The present invention relates generally to radioactive sources used in the treatment of cancerous tissue. More particularly, the invention resides in apparatus, and methods for producing apparatus, incorporating a high dose radioactive source to be delivered into the body of a cancer patient for relatively short term but repeated exposure of a malignant tumor to localized in vivo radiation from within. The delivery may be through a catheter which terminates at or beyond the tumor site.
The type of radiation treatment of malignant tumors most often performed involves directing a beam of radiation from a point external to the patient's body onto the area of the body in which the tumor is located, for the purpose of shrinking and ultimately destroying the tumor. Such treatment is not particularly selective except in a somewhat gross sense, and therefore exposes healthy tissue to the high dosage of radiation in the beam and consequent potential injury. Another technique for radiation treatment, known as brachytherapy, attacks tumors from within the body. The brachytherapy method generally employs a highly radioactive source integral with a guidewire (the entire unit being referred to herein as a source wire) which is typically delivered via a catheter (although it may be delivered through a natural cavity, duct or vessel of the body) directly to the tumor site for localized irradiation. The latter technique is less likely to expose healthy tissue to injury than if external beam radiation were used. One or more catheters, for example, are implanted in the patient's body to provide a path from an external point to and through the tumor site, so that the interior of the tumor mass is accessible via the catheter(s). The radioactive source, with the typical dose available in the prior art being up to a range of eight or nine curies, is then mechanically delivered on the retractable guidewire through the catheter for localized irradiation of the tumor for a very short period of time, usually in the range of only seconds up to a few minutes per treatment.
The high dose source is secured to the tip of the guidewire, the other end of which is attached to a controllable apparatus known as a remote afterloader, for advancement or retraction. Advancement of the source wire through the catheter to the proper location for treatment of the tumor is achieved by calibration according to the measured distance traveled by a previously advanced and retracted dummy wire having an opaque tip marker for fluoroscopic observation. The source wire is left in the selected position for a predetermined time interval (programmed into the afterloader) deemed necessary to provide the desired treatment, and is then automatically retracted and returned to a shielded storage area within the afterloader.
The treatment regime is usually repeated at regular short intervals over a period of many days, weeks or months until the tumor has been completely eliminated or at least shrunk to the maximum practicable extent. Among the advantages of this type of radiation therapy are exposure of the tumor to fractionated treatment doses of localized radiation so that each individual treatment need only be of extremely short duration to provide the desired effect while reducing the extent of patient discomfort, and to provide more rapid shrinking of the tumor while avoiding prolonged exposure of healthy tissue to radiation.
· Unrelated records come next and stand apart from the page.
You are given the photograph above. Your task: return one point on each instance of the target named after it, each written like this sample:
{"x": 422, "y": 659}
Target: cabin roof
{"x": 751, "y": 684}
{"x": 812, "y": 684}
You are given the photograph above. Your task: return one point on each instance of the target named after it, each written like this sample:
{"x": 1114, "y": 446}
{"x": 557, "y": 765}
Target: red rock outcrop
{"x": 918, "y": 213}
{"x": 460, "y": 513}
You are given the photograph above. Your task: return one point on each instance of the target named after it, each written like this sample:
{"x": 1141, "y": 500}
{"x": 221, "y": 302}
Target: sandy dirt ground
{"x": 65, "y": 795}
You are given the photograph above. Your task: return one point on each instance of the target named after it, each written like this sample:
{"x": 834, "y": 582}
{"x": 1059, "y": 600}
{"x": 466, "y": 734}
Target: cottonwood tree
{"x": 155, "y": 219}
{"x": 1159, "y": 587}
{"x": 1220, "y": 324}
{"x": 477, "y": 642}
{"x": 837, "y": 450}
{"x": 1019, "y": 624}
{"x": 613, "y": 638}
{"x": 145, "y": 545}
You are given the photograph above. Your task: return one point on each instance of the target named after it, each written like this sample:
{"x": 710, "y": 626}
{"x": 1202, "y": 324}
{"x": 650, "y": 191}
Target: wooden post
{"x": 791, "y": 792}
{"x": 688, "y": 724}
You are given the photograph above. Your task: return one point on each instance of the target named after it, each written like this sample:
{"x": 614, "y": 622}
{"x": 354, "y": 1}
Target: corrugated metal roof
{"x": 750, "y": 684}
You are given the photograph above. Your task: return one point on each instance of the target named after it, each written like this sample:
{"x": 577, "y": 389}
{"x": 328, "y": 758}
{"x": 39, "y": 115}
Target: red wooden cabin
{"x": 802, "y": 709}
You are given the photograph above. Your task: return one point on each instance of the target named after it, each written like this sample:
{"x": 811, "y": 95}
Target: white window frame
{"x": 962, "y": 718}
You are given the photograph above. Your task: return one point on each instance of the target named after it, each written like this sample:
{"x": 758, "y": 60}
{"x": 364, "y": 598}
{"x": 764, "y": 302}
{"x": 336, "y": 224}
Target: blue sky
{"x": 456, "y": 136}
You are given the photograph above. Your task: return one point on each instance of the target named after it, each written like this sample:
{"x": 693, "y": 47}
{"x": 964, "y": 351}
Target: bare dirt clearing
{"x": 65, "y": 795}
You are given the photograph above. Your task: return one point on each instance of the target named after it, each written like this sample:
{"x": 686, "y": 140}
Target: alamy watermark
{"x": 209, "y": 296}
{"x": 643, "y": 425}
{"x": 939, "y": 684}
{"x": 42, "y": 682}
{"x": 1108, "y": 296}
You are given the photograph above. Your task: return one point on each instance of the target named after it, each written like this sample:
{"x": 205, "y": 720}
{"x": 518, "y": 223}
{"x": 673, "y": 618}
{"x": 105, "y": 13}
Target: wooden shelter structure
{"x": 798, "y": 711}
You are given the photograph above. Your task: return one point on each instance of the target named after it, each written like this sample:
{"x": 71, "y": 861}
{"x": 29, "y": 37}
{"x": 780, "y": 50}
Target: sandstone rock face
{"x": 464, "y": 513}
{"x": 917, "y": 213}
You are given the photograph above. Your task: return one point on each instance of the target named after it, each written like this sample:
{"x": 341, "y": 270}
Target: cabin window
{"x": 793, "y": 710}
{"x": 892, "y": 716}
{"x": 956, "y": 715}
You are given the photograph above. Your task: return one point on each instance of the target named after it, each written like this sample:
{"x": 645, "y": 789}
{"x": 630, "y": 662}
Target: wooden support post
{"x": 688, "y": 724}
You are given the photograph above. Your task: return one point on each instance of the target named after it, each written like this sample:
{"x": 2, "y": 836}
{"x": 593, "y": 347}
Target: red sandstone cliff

Because this type of therapy is more applicable to inoperable malignancies deep within the body, the site of the tumor(s) is usually difficult to reach as the source wire is guided through the path provided by the implanted catheter. It is often the case that this path is long, narrow and tortuous with numerous sharp turns. It is essential, therefore, that the source wire should be extremely thin and flexible. This means it is necessary that the radioactive source, the core, must be sufficiently small to traverse the path to and from the tumor, and yet, be capable of delivering a radiation dosage at least as high and, desirably, even higher than that available in the highest dosage prior art devices, namely, up to ten curies.
One material frequently used for hot (radioactive) cores capable of delivering high dosage radiation to the tumor site by means of a remote afterloader is substantially pure iridium, which can be irradiated to a relatively high level of radioactivity as Ir-192, in a relatively small size. Ir-192 has been produced by prior art techniques in a nuclear reactor with dosages of up to 10 curies in a diameter small enough to allow a source wire diameter of about 1.1 millimeters (mm). Other conventional source materials include cobalt, cesium, palladium, gold, and iodine.
The foremost technique employed in the prior art for fabricating source wires starts with building the radioactive core by first stacking a plurality of small irradiated disks and then pinning them together through their common central hole. Unfortunately, this approach has not been successful in producing a sufficiently high dose radioactive core in a package size suitable for fabricating a source wire thin enough to traverse the smallest catheters of interest for interstitial and/or intraluminal brachytherapy. Moreover, the disks can be difficult to handle, and present a serious contamination problem if, during assembly or upon breakage of the source wire, they should spill out of their pinned or otherwise contained configuration.
It is a principal object of the present invention to provide a new and improved radioactive source or core for in vivo localized radioactive treatment of malignant tumors, and which can be produced with radioactivity levels of at least 10 curies in a smaller package than has heretofore been attainable.
It is another important object of the present invention to provide an improved design and method of fabrication for a high dose radioactive source for use in interstitial, intraluminal and/or intracavitary brachytherapy.